Был дядя Василий высоченный, в избу входил сгорбившись, чтобы не стукнуться головой о притолоку. Широкогрудый, бородатый, с крупными рабочими руками. Силища в его руках была громадная, любую кожу, хоть юфть, хоть подошвенную «соковку» шутя растягивал и набивал на колодку.
Работал он с потемок до потемок; редко я ходил к дяде, но всегда, когда бывал у него, видел одно и то же: сидел он перед боковым окном в фартуке на лукошке с натянутой для сиденья кожей. Справа, на щербатой лавке, острые ножи, банки с гвоздями, колодки, на стене — мотки дратвы, пахнущие варом. Как ни хлопнешь дверью, а она у дяди Василия тяжелая, он не повернется. По шагам узнавал каждого входящего в дом.
— Это ты, племяш? Садись! — скажет шепеляво, не раскрывая рта, чтобы не выронить гвозди: порцию гвоздей он обычно держал во рту, выставлялись только шляпки, так удобнее и скорее можно было их взять.
Сяду и гляжу, как он подколачивает каблук или подошву, как тачает голенища или подшивает валенок. Больше всего удивляло меня его уменье шить изнутри. Приладит к валенку подошву, протащит один конец дратвы вовнутрь и начинает вести строчку. Одна рука, левая, так и остается в голенище с концом дратвы. Проткнет туда шило, рука мгновенно поймает его и к острому кончику присоединит щетинку, вплетенную в конец дратвы; шило вытаскивается обратно, а вместе с ним выходит и щетинка, в то же отверстие посылается встречная: дернет мастер за концы, и дратва тонкой змейкой взовьется, глядишь — и есть стежок, а за ним второй, третий…
— Дядь Василий, а как это ты вслепую-то?
— У-у, вслепую, — передразнит он шепеляво. — А рука не глаз?.
— Знамо, нет.
— Шалишь, у сапожника рука — глаз! Да еще какой! — утверждал он категорически.
Больше одного вопроса я не задавал: все равно ответит только на один. Некогда, совсем некогда ему отвлекаться.
Свое дело он любил. Никогда сразу не расставался с готовой вещью. Новые сапоги обязательно поставит на лавку и целый день поглядывает на них. Только после этого отдавал заказчику.
Хотелось ему, чтобы и сыновья тоже пошли по сапожному делу. Но только Панка заставил сесть рядом на заранее припасенное лукошко с верхом, обтянутым такими же, как и у своего, кожаными ремешками. Он и этому был рад, считая, что династия сапожников Глазовых будет жить! Но Панку скорехонько надоело это сидение. Не о таком деле мечтал он, когда еще учился в школе. Однако ему не хватало смелости заявить отцу ни о Волховстрое, о котором говорилось в школе, писалось в газетах, который звал к себе новизной, необычностью стройки, ни о поездке на другие стройки, пусть и менее известные. Почему? Всего скорее, из-за боязни оставить в одиночестве обиженного судьбой отца.

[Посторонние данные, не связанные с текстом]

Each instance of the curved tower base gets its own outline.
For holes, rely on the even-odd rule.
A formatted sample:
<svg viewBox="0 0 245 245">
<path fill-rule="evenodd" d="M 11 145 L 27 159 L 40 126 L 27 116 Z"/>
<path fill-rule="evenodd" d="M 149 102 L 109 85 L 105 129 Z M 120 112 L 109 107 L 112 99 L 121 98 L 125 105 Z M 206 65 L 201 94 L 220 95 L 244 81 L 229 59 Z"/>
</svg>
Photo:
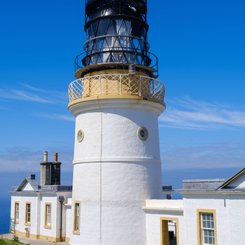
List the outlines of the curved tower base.
<svg viewBox="0 0 245 245">
<path fill-rule="evenodd" d="M 127 98 L 70 105 L 76 117 L 73 220 L 79 207 L 72 245 L 146 245 L 142 207 L 146 199 L 161 197 L 163 109 Z"/>
</svg>

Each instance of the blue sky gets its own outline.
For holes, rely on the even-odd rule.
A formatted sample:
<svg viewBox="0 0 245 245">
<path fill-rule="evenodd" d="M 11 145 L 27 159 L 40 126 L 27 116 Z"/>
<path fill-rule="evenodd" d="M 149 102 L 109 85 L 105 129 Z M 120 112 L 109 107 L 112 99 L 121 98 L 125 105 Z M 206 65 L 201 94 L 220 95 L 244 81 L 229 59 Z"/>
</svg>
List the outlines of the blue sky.
<svg viewBox="0 0 245 245">
<path fill-rule="evenodd" d="M 151 52 L 166 84 L 167 111 L 159 119 L 164 182 L 228 177 L 245 166 L 245 3 L 148 5 Z M 63 170 L 72 170 L 67 86 L 83 24 L 81 0 L 1 4 L 0 176 L 23 173 L 13 184 L 39 170 L 44 150 L 60 152 Z"/>
</svg>

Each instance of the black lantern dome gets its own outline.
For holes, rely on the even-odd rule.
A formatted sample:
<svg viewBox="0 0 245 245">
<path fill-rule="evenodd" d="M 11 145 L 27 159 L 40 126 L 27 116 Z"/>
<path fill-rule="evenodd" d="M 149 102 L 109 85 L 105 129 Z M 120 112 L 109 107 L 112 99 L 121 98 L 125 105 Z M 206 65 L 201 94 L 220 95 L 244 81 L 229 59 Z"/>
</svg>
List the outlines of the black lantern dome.
<svg viewBox="0 0 245 245">
<path fill-rule="evenodd" d="M 147 0 L 86 0 L 86 42 L 76 76 L 129 69 L 157 76 L 158 59 L 147 42 Z"/>
</svg>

Днями сидел Панко на своем лукошке по левую руку от отца, тачая, забивая в подметки гвозди, постукивая молотком. С тоской глядел на зеленую улицу, на кипящие тополя под окнами. Зато когда вырывался из дома, бежал вместе со всей оравой на реку или в овраг к камню-лежаку, был весел. И в такие минуты как-то не хотелось верить, что его может обидеть отец, такой тихий и степенный.
Но беспокоился Панко не зря. Как-то утром (это было через двое суток после получения комсомольского билета) он прибежал ко мне. Был чернее тучи.
— Что, Панк?
— Батя разъярился. Началось с церковных кумушек. Приперлись, расселись и давай донимать батю: давно, слышь, не был на моленье, смотри-де, как бы второе горе не заявилось. Я было их гнать, а «отче наш» на меня с молотком. Едва увернулся.
— Они узнали, что ты комсомолец?
— Едва ли. Но ты посмотри-ка, посмотри, что они оставили бате.
Вечером я зашел к дяде Василию и застал его отнюдь не за сапожным делом. Он сидел за столом в углу, над головой горела лампадка, а перед глазами лежала толстенная раскрытая книга. Заглянул — Евангелие. Я громко поздоровался. Дядя Василий и не подумал отозваться, поднял голову, лишь рукой дал знать, чтобы я не мешал. Евангелие он читал шепотом, с трудом выговаривая отдельные слова.
Был он в длинной рубахе, новых штанах, босой. Густые курчавые волосы, подстриженные под кружок, аккуратно расчесаны на прямой пробор, черная с проседью борода лопатой лежала на груди, плечи приспущены, в глазах благостное выражение. Похож он был на святого, каких я видел на стенных картинах в церкви.
Из-за перегородки поманил меня Панко. Я юркнул к нему.